Les salariés exerçant en AGC peuvent être des experts-comptables (salariés de l’article 83 bis de l’ordonnance de 1945), ou des salariés autorisés à exercer la profession d’expert-comptable (salariés des articles 83 ter et 83 quater de l’ordonnance de 1945).

- Cas particulier : le secteur public :

1. Missions exercées en libéral, en réponse à la commande publique
Quelque soit son mode d’exercice, l’expert-comptable est tenu à une obligation de moyens dans l’exercice de ses fonctions, et peut voir sa responsabilité engagée en cas de faute. Il doit justifier auprès de son conseil régional d’une couverture d’assurance responsabilité civile professionnelle à raison de toutes ses missions et activités, et d’une installation professionnelle permettant l’exercice de son activité dans de bonnes conditions.
L’expert-comptable, en tant que membre d’une profession libérale, est tenu au respect des règles déontologiques inscrites notamment dans l’ordonnance du 19 septembre 1945, et dans le code de déontologie des professionnels de l’expertise comptable.
En cas de manquements à ces règles, il peut voir sa responsabilité disciplinaire engagée devant la chambre régionale de discipline de la région auprès de laquelle il est inscrit.
L’expert-comptable offre ainsi un certain nombre de garanties vis-à-vis du public, tenant notamment à sa conscience professionnelle et à son intégrité. Il doit en effet impérativement suivre les normes professionnelles, véritables normes de pratique professionnelle le guidant dans l’accomplissement de ses différentes missions en lui dictant les différentes diligences à accomplir, garanties d’un bon exercice des missions.
De plus, dans chaque circonscription, un conseil régional de l’Ordre surveille l’exercice de la profession, et peut organiser en amont d’une procédure judiciaire une procédure de conciliation ou d’arbitrage, afin de résoudre de manière amiable tout conflit professionnel entre un expert-comptable et son client.

2. Exercice contractuel
Une personne « diplômée » d’expertise comptable peut être recrutée dans une collectivité publique en tant que « contractuelle ».

Les contrats sont à « durée déterminée », en général de trois ans et renouvelables et se déroulent sous la direction, par exemple pour les collectivités territoriales, du directeur général des services.

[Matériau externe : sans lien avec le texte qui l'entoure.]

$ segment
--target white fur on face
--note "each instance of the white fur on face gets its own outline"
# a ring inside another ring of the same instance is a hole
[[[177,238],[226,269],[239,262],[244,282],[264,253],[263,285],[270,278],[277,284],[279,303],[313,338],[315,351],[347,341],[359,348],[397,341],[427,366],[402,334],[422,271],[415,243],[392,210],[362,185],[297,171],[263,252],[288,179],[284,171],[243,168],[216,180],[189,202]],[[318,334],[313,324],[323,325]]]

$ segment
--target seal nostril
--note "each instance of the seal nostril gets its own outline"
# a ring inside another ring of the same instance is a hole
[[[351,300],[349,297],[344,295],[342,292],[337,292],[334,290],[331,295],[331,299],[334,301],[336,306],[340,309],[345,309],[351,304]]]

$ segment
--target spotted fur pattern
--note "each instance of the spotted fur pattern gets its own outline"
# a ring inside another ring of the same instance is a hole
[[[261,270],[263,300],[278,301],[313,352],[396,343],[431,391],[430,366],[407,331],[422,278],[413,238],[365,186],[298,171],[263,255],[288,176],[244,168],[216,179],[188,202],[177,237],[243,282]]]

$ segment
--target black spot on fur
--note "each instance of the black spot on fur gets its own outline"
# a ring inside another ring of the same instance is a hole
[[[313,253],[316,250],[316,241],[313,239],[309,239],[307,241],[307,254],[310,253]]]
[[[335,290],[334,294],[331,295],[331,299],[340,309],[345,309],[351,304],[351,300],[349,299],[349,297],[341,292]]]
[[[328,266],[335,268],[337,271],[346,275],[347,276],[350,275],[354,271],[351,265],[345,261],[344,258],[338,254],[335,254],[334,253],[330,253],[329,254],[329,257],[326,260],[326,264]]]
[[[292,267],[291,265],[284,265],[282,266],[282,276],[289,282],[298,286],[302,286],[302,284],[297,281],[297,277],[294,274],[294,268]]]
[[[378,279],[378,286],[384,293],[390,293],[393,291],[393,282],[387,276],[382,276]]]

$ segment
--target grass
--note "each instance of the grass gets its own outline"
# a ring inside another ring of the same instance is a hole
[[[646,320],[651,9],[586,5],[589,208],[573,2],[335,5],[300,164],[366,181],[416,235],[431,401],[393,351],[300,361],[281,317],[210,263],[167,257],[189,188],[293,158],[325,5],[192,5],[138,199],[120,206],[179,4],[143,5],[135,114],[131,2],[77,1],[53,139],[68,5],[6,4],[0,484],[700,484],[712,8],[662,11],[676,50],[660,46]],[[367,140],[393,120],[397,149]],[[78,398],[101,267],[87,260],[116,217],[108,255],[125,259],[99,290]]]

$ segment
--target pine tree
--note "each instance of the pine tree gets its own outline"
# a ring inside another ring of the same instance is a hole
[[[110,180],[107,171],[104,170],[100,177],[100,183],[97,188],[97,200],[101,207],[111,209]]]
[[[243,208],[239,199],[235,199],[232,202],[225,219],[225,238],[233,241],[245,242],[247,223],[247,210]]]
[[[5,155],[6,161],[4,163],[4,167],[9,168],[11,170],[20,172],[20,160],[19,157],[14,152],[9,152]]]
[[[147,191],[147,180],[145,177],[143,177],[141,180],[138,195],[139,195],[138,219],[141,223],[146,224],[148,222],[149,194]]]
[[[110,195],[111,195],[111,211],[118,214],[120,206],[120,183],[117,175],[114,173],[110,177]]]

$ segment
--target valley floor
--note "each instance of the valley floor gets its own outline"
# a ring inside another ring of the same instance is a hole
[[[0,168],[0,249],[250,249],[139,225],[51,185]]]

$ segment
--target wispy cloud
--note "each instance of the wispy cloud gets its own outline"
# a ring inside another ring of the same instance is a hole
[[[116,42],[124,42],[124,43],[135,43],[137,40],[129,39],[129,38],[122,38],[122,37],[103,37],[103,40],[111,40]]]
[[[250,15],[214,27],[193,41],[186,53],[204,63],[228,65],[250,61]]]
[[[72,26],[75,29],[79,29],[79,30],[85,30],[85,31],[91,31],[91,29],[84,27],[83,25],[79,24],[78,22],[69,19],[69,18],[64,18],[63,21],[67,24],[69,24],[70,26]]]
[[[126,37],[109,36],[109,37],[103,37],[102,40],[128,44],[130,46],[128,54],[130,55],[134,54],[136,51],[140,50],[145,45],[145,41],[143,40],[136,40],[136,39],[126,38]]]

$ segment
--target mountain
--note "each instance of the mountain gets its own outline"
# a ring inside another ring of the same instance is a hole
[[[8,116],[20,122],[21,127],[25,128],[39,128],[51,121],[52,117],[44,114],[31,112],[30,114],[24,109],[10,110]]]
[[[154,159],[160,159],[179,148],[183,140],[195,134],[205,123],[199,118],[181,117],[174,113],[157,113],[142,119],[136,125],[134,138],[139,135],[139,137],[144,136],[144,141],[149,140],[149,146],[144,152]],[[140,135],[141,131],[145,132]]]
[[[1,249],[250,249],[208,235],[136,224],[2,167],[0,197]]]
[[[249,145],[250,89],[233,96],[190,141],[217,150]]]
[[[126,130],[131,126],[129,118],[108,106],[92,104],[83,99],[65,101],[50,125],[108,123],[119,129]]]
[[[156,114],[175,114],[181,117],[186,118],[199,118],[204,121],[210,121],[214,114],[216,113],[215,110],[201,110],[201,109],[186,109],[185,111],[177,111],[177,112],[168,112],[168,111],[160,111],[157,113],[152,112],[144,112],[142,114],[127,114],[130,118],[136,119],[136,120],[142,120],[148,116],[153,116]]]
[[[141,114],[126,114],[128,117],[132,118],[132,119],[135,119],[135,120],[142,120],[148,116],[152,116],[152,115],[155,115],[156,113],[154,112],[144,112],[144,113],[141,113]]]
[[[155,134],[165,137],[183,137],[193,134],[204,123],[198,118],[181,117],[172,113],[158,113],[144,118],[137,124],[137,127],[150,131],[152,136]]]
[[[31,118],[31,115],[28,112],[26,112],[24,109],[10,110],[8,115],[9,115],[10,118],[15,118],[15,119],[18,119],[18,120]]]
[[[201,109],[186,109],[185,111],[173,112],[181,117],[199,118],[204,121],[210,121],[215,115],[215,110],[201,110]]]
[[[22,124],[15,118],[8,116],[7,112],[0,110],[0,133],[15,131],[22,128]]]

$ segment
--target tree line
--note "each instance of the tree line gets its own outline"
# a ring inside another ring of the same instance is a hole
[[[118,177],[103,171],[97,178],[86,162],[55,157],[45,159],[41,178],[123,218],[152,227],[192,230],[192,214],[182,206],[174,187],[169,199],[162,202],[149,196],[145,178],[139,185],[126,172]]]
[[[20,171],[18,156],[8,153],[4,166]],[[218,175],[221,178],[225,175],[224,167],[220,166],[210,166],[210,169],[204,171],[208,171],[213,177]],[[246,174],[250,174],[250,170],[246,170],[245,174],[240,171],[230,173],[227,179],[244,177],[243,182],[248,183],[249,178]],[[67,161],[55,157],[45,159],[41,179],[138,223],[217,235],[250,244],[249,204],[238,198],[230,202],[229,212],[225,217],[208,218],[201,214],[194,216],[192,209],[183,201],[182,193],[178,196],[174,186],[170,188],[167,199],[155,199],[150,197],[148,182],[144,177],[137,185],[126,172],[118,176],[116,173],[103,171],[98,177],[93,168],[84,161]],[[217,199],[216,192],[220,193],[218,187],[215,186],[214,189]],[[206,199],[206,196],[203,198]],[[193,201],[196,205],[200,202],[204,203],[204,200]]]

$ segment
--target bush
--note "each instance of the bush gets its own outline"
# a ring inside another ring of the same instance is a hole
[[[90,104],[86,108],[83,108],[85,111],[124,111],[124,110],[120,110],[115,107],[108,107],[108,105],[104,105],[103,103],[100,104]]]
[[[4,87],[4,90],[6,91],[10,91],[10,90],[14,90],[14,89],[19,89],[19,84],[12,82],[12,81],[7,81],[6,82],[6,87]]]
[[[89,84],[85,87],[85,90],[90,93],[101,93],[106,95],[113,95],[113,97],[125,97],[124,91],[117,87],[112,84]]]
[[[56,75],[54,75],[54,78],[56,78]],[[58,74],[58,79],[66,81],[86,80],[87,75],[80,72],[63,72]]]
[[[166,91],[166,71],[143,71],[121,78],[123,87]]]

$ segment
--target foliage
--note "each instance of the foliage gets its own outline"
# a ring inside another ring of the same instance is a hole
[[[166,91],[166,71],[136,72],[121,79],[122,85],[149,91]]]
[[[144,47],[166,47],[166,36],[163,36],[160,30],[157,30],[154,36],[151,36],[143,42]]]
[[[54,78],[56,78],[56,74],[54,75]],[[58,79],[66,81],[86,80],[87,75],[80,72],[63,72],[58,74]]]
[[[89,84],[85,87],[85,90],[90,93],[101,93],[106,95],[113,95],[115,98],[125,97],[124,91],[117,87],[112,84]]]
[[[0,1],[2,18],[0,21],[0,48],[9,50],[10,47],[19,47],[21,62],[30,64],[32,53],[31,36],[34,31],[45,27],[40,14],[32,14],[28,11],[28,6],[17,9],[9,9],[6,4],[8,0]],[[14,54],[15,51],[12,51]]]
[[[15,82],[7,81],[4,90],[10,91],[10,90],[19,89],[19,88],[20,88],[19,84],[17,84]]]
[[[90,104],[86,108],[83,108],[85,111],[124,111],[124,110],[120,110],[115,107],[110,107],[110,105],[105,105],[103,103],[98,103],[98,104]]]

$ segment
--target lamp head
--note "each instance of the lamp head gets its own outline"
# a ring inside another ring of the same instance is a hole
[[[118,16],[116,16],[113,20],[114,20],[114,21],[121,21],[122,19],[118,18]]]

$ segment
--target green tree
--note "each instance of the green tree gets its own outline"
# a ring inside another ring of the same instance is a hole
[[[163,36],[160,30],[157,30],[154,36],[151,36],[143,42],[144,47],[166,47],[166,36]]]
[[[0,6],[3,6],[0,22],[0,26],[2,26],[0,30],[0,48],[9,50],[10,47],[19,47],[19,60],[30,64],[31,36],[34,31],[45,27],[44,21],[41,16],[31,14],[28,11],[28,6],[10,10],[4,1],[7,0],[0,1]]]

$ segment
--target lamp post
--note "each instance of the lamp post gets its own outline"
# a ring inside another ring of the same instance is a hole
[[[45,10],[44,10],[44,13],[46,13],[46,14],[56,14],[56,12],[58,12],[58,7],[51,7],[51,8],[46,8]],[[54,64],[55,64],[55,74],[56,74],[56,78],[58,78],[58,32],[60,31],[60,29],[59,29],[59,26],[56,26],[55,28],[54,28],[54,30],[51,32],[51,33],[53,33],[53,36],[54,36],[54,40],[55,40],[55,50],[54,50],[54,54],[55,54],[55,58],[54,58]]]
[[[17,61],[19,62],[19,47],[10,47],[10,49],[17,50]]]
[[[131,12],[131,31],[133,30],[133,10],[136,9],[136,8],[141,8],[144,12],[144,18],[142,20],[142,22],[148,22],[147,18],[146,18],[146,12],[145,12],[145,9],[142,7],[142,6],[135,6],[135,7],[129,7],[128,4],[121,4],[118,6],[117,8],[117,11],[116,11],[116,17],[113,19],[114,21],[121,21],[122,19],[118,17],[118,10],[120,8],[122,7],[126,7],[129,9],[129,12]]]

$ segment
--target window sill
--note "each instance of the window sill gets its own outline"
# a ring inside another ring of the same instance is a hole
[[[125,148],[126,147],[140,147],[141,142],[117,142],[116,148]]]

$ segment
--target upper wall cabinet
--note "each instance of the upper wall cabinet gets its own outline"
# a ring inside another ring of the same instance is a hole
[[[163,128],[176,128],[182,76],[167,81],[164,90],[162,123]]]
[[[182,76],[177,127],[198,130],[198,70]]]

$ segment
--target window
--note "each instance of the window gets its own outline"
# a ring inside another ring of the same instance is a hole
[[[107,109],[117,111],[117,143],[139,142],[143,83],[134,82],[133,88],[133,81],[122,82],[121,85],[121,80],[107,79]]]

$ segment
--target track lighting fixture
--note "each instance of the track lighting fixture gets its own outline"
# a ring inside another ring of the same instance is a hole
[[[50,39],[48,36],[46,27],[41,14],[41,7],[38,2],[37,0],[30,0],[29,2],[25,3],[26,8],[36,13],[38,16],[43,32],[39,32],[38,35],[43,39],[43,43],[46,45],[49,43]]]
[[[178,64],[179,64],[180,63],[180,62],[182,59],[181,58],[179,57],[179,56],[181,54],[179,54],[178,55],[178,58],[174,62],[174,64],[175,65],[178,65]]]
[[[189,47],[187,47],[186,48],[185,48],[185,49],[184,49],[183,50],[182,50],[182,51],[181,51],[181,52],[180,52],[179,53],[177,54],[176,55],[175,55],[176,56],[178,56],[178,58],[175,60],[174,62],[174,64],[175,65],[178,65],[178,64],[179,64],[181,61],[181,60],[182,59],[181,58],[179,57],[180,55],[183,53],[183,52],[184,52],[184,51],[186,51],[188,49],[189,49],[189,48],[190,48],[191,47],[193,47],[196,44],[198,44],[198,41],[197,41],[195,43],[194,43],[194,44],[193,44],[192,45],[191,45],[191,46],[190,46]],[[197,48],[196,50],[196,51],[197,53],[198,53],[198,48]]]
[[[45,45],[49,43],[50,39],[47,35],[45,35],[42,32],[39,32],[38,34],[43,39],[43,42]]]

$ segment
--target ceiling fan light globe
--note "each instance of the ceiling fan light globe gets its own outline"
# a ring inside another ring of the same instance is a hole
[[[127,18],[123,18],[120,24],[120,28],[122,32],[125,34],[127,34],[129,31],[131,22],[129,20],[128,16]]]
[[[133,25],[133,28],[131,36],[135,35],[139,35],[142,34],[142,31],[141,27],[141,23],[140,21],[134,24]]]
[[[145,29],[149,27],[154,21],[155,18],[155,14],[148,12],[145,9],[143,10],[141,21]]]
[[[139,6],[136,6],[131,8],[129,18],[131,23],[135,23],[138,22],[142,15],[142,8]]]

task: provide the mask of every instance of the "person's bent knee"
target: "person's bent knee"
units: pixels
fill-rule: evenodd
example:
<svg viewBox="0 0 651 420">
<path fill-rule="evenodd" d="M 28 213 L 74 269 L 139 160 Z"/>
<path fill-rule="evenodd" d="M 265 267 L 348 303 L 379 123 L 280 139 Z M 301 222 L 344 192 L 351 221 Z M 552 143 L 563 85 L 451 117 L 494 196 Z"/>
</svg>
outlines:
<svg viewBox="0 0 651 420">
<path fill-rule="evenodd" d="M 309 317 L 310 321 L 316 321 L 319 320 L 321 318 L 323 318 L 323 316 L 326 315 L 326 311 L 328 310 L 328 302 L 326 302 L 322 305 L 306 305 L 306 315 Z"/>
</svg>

Dans ce cadre de « subordination », le contractuel doit respecter les règles d’éthique imposées aux agents de la fonction publique.

Par ses compétences, les personnes diplômées pourront prétendre à exercer les fonctions de direction financière, d’auditeur…

Ce niveau d’étude permet également de se présenter aux différents concours administratifs couvrant les champs des études d’expertises comptables, en vue de prétendre intégrer la fonction publique, territoriale ou d’état.